É importante que eles trabalhem em harmonia com a liderança, mas que também tenham expertise suficiente para operar de forma relativamente independente. É importante ainda que tenham o coração ensinável e postura ética.

Orçamento forte e transparência

A criação de um orçamento anual forte e detalhado é parte essencial de qualquer planejamento financeiro. Após o planejamento para o ano seguinte, a igreja deve trabalhar para o cumprimento das metas financeiras estabelecidas como, por exemplo: criar uma reserva de emergência, quitar parcelas de um bem adquirido ou construir um novo templo.

No entanto, a receita das igrejas nem sempre corresponde às projeções orçamentárias. Então, não basta criar um orçamento. É preciso acompanhar constantemente a atividade financeira da igreja e ajustar o orçamento sempre que houver imprevistos. Do contrário, a congregação dificilmente conseguirá alcançar os objetivos.

Para não ficar no vermelho, a igreja precisa organizar todos os recebimentos futuros – como doações via cartão de crédito – e saber como conciliá-los com os pagamentos que devem ser feitos a cada mês.

Manter segredos em relação às finanças pode gerar desconfiança entre os membros.
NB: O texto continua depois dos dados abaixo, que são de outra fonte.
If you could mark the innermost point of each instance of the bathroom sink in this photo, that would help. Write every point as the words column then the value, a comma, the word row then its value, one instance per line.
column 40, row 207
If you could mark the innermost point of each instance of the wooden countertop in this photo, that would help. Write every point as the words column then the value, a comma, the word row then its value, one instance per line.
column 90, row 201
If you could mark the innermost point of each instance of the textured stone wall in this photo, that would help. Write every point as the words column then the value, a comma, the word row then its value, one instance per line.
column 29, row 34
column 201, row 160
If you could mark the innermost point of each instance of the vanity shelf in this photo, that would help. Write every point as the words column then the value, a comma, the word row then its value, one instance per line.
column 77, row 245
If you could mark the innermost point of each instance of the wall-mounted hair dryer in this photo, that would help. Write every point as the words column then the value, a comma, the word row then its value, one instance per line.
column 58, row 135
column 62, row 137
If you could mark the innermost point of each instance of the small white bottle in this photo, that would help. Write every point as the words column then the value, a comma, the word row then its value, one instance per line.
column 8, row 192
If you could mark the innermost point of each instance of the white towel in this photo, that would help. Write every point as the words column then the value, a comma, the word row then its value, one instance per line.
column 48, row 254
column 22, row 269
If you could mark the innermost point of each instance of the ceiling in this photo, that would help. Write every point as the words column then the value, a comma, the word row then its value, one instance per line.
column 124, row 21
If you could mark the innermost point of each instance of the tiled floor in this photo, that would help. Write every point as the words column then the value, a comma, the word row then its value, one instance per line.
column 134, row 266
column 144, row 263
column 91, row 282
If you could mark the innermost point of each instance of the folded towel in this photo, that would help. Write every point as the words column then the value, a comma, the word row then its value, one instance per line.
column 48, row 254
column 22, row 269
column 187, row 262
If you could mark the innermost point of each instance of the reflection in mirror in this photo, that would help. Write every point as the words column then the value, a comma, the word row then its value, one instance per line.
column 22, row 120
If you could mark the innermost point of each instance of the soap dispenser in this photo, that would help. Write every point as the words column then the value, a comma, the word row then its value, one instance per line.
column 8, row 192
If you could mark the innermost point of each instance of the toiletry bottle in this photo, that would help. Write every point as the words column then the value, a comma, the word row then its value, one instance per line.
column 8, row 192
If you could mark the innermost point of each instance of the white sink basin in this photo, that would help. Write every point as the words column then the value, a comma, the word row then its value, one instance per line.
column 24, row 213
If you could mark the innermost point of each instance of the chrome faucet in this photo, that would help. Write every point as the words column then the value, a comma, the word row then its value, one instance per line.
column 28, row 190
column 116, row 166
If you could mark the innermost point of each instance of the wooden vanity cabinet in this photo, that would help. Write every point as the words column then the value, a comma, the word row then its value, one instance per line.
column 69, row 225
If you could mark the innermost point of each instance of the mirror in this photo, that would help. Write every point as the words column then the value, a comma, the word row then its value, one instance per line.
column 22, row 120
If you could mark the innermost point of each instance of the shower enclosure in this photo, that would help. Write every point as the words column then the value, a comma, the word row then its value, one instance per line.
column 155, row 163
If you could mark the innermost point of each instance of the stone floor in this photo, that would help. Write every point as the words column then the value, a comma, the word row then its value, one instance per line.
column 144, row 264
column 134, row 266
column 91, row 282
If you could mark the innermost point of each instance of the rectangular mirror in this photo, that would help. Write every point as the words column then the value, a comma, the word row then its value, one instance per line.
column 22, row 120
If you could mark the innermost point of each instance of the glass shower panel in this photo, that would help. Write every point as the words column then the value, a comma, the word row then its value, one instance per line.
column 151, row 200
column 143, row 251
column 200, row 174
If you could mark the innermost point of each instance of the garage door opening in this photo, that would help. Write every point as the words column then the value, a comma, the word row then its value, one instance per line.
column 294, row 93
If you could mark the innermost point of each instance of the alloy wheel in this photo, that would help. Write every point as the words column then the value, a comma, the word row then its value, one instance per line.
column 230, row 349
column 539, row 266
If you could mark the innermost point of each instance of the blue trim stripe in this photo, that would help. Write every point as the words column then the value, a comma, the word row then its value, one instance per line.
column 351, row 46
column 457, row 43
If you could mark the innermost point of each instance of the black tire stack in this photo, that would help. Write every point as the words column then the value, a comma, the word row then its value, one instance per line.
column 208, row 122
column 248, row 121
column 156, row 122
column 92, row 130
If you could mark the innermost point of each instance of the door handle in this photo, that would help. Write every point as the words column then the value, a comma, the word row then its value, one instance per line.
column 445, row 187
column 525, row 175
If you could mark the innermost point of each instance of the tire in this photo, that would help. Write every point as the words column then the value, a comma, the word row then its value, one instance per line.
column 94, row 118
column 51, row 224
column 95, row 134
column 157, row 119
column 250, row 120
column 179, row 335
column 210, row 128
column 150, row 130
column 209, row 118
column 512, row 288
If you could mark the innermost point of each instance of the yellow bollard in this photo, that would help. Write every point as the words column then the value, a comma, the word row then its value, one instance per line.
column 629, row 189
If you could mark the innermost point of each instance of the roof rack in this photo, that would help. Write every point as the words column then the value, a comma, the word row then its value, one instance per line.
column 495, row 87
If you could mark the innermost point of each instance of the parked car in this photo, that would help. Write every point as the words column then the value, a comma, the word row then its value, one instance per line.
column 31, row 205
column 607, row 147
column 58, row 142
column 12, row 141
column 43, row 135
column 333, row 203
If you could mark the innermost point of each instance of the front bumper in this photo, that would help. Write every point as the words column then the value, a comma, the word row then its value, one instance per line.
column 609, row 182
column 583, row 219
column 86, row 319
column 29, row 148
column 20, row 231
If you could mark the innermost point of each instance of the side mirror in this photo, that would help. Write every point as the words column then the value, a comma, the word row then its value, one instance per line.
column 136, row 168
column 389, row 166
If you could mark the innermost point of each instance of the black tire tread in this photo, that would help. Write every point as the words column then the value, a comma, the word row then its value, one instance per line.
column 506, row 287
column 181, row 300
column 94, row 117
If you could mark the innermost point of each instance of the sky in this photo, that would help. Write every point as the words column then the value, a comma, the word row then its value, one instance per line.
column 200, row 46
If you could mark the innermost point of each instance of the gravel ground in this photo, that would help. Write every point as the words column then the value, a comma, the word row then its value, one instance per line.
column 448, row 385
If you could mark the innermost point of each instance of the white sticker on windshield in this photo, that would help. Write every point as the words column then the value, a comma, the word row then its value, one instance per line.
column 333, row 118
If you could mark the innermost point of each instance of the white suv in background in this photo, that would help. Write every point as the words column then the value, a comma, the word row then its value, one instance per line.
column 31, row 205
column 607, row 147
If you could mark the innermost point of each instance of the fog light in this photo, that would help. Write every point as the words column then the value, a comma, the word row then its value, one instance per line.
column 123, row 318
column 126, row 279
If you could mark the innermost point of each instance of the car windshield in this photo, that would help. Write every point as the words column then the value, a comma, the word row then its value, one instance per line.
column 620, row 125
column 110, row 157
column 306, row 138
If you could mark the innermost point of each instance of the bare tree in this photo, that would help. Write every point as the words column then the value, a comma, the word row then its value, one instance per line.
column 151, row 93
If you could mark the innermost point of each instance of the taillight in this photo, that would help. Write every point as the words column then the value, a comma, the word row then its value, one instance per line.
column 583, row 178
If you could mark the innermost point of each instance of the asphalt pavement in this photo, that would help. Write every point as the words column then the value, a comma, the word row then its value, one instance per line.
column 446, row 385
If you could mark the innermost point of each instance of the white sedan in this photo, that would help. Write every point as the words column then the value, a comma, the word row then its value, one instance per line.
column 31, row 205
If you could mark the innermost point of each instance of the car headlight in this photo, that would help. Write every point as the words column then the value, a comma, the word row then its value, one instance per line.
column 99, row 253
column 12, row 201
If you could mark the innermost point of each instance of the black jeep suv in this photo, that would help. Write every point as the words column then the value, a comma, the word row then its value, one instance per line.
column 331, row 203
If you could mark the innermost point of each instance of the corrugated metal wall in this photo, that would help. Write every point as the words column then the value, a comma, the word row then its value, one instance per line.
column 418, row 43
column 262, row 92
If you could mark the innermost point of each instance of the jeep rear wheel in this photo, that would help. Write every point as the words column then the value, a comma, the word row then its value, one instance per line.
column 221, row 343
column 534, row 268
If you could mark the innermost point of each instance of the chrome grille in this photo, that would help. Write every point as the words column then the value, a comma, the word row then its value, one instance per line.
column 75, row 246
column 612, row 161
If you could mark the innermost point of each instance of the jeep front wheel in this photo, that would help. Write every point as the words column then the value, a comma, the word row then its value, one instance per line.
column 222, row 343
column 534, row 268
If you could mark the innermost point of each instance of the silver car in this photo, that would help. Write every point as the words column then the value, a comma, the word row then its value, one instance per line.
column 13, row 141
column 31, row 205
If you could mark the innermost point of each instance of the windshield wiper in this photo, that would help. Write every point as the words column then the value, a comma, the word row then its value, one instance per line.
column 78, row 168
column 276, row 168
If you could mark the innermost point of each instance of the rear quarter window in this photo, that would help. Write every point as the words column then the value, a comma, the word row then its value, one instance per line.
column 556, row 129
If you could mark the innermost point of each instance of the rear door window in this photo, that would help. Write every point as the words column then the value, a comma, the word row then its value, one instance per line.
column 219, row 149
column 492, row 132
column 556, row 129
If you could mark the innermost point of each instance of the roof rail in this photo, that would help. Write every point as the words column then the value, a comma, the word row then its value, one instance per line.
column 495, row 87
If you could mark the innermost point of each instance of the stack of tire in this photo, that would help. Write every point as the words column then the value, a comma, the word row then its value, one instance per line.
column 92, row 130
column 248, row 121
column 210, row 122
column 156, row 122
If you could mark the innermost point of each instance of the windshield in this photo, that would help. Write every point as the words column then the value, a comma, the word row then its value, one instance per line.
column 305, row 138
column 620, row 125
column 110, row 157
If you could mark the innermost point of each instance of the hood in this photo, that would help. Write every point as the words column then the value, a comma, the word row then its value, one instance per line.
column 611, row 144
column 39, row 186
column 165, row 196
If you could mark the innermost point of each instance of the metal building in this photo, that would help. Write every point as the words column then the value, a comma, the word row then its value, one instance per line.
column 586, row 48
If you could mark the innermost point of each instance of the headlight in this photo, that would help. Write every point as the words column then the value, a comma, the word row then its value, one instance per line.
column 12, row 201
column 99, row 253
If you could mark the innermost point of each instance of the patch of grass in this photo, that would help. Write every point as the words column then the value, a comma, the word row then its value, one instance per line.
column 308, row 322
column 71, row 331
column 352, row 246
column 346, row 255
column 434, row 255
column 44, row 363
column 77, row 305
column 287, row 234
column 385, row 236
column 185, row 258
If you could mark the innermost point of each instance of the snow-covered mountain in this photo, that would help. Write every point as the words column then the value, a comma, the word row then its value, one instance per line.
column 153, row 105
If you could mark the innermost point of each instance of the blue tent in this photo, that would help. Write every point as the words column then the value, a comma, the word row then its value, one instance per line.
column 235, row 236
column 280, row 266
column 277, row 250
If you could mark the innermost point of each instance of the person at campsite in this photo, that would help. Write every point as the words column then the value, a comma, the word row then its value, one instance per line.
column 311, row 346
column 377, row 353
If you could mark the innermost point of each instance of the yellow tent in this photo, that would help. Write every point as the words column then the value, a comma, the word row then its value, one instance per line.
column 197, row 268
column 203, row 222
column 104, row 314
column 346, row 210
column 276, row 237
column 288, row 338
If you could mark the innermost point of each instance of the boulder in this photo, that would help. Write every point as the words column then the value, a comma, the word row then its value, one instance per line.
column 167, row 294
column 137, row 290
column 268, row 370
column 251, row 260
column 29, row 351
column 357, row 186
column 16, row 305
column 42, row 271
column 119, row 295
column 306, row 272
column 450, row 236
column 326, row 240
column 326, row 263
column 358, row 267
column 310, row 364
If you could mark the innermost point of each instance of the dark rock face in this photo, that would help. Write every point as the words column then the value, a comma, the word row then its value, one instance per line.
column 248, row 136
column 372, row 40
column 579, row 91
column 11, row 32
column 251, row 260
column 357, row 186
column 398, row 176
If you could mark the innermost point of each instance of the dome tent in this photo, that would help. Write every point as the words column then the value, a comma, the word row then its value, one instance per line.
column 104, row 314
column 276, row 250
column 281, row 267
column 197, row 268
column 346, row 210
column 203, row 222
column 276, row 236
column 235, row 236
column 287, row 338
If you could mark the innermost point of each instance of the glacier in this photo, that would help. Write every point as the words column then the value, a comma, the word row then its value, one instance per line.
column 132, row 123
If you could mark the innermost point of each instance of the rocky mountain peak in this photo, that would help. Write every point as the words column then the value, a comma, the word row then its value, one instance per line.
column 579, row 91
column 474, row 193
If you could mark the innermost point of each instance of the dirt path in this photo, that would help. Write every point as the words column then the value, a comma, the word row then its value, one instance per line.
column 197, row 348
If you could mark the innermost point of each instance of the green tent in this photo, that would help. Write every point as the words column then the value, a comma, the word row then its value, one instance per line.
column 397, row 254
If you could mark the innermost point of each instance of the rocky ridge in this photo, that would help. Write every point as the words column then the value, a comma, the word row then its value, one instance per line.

Informações como orçamentos, receitas, despesas, custos e resultados devem ser colocadas à disposição de quem solicitar.

A honestidade e a transparência é a coisa certa a fazer, inclusive faz com que as pessoas se sintam participantes da congregação e inspiradas a contribuir. Uma boa opção é realizar reuniões para prestar contas aos membros.

Sistema de gestão

Imprevistos e emergências acontecem. Para que a congregação não fique em apuros diante de despesas inesperadas, é preciso criar um fundo de reserva. Ou seja, destinar parte das finanças arrecadadas pelos ministérios para a criação de uma reserva financeira. Além de ajudarem em tempos difíceis, fundos de reserva podem ser usados para o pagamento de custos fixos, como o 13º salário dos funcionários.

Para administrar as finanças com eficácia, a igreja deverá adotar um sistema de gestão. Ele facilita o controle das receitas e despesas a partir de recursos como emissão de DRE (Demonstração de Resultado do Exercício) e emissão de relatório de fluxo de caixa. Os softwares cruzam dados de maneira inteligente, o que facilita a identificação de desvios orçamentários e o processo de tomada de decisão.

Ao escolher um sistema de gestão financeira, a igreja deve dar preferência a plataformas integradas aos seus dispositivos de entrada (maquininha de cartão, totem de autoatendimento, site, aplicativo, entre outros). Assim, a congregação concentrará todas as fontes de receita em um único lugar e otimizará a administração dos recursos.